But as with the global parliament or UNEPS, that is the point! The resistance to the Tobin Tax is not about money, it is about power. The main geopolitical actors are unwilling to allow the UN to become an independent actor that can fulfil the goals of the ‘responsibility to protect’ ethos in an efficient and a political manner. It is unlikely that independent financing for the UN will occur without a major global civil society movement that would have to be on a scale comparable to that which brought the International Criminal Court into being. In most respects the ICC would seem far more threatening to statist prerogatives than would independent financing for the UN. In this sense, the political will of global civil society must be strengthened if such an indispensable reform is to become a live political project in the years ahead.
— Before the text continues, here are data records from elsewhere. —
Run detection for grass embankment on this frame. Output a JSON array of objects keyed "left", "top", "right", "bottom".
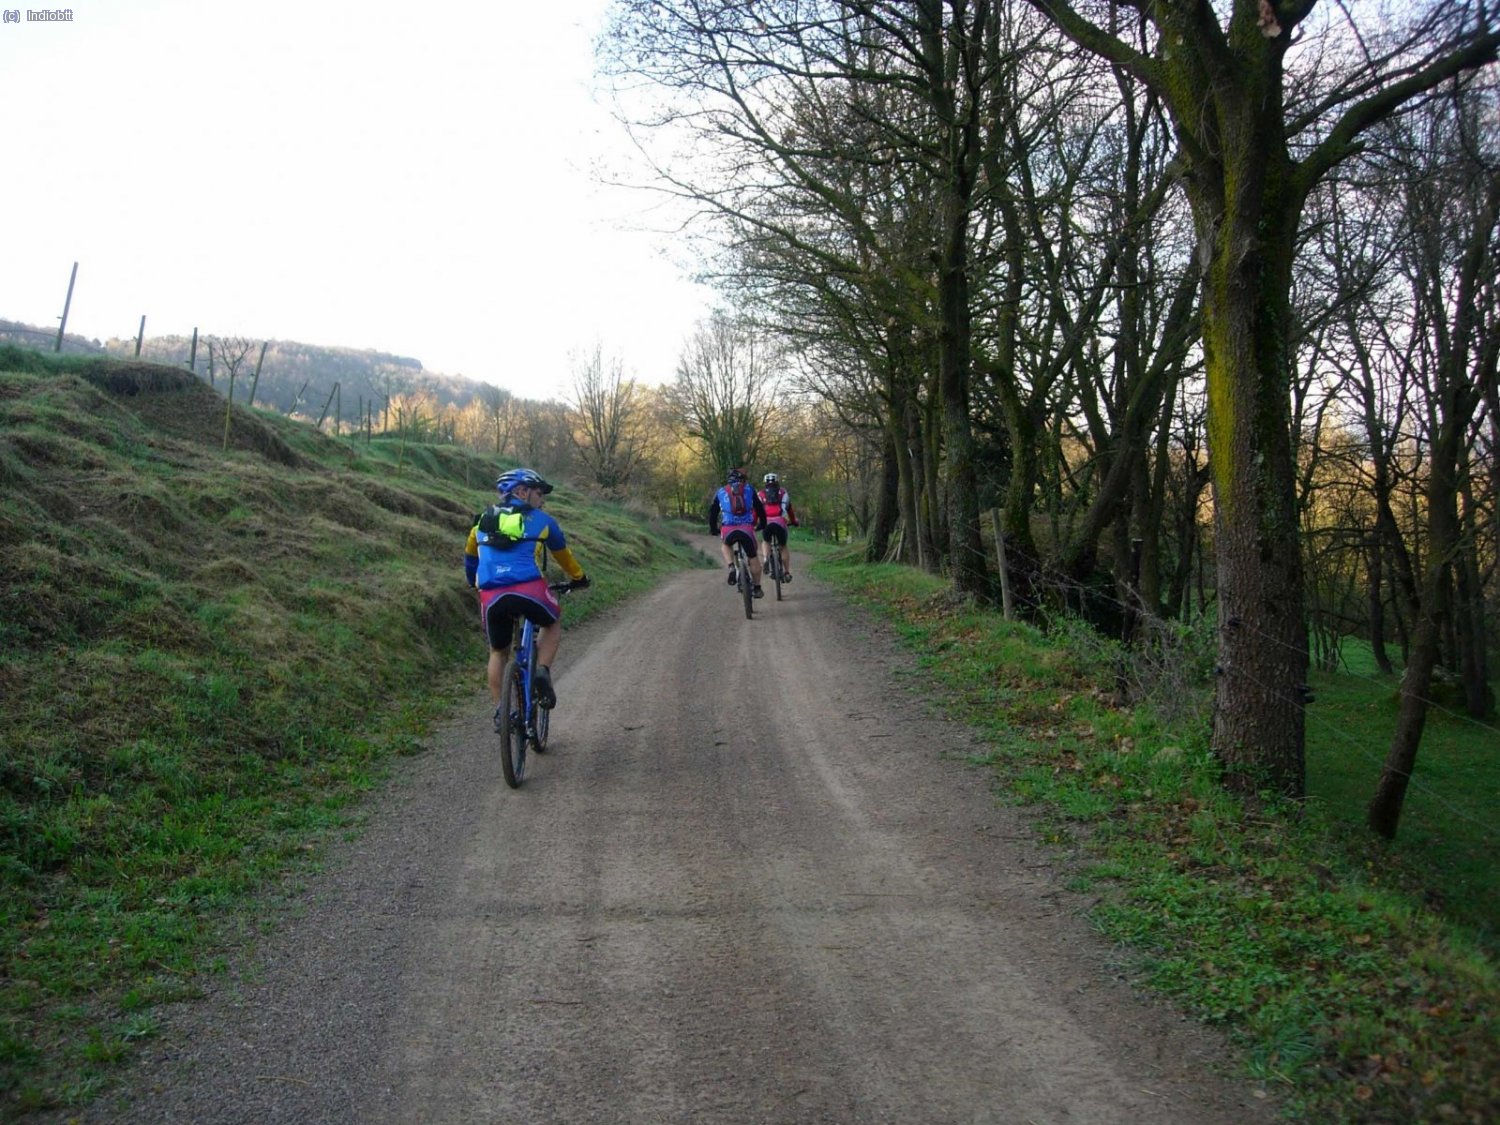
[
  {"left": 0, "top": 346, "right": 703, "bottom": 1116},
  {"left": 809, "top": 549, "right": 1497, "bottom": 1124}
]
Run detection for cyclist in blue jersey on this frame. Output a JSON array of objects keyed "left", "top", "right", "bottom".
[
  {"left": 465, "top": 468, "right": 589, "bottom": 727},
  {"left": 707, "top": 466, "right": 766, "bottom": 599}
]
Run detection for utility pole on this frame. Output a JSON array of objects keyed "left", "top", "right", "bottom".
[
  {"left": 188, "top": 328, "right": 199, "bottom": 374},
  {"left": 54, "top": 262, "right": 78, "bottom": 353},
  {"left": 135, "top": 315, "right": 146, "bottom": 358}
]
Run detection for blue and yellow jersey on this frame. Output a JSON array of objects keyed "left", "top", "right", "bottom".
[{"left": 465, "top": 504, "right": 585, "bottom": 589}]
The successful movement to establish an International Criminal Court (ICC) is illustrative of a reformist move that came into being, at least formally, outside of these limits on feasibility. William Pace, a leader of the NGO coalition that collaborated with governments in the late 1990s, likes to tell the story that he was advised by many within the UN that the ICC project was impossibly utopian given the firmness of US opposition. In this instance, the mobilisation of global civil society appeared to create a momentum that overcame geopolitical resistance. Of course, the success may be less than meets the eye if the ICC fails to produce significant indictments and prosecutions in coming years. The first real opportunity for the ICC seems likely to arise out of its anticipated role in dealing with allegations of crimes against humanity in the context of the Darfur genocide in Sudan. There are other important indications that civil society initiatives can obtain results despite geopolitical opposition: the separate requests to the International Court of Justice for Advisory Opinions with respect to the legality of nuclear weapons and of the Israeli security wall; the push for a treaty of prohibition on the use of anti-personnel landmines; and widespread adherence to the Kyoto Protocol restricting greenhouse gas emissions. Such successes should not be overstated. A minority of opposing states can still nullify the ‘success’ by refusing to comply with or by simply ignoring the institutional or normative claims. The lesson here is that global civil society, acting in collaboration with sympathetic governments, can pursue reformist projects that stretch, if not break free of, the geopolitical limits on political action, and that such action is an indispensable contribution to the global reform process, within and without the United Nations.

It is in these ideological and historical circumstances that this chapter considers the issue of UN reform from the perspective of global civil society. It begins by presenting the debate on reform as emerging out of a swirl of conflicting political projects, and then proceeds to discuss how reform has accompanied the evolution of the UN. Because changes in the Charter of the United Nations are often impossible to achieve by formal amendment, the story of reform is often mainly told in terms of shifting patterns of practice, especially in the Security Council and Secretariat, which adapt the UN to changing values and imperatives, and amount to what might be described as ‘reform from within’. This discussion is followed by a consideration of three important reports addressing UN reform produced on the initiative of the Secretary-General. This is essentially a state-friendly approach to UN reform that can be understood as ‘reform from above’. A further section considers some prominent initiatives that emanate from global civil society and enjoy widespread support in the more radical reformist domains, and can be understood as ‘reform-from-below’ (and without), although on occasion with crucial collaborative support from coalitions of governments. It is this pattern of political action that successfully brought the International Criminal Court into being despite intense opposition from leading geopolitical actors. That is, this kind of globalism is a new form of diplomacy that should not be regarded as either traditionally statist in character or a postmodern instance of non-state transnationalism. It is really a diplomatic hybrid that could be tentatively identified as the ‘new globalism’.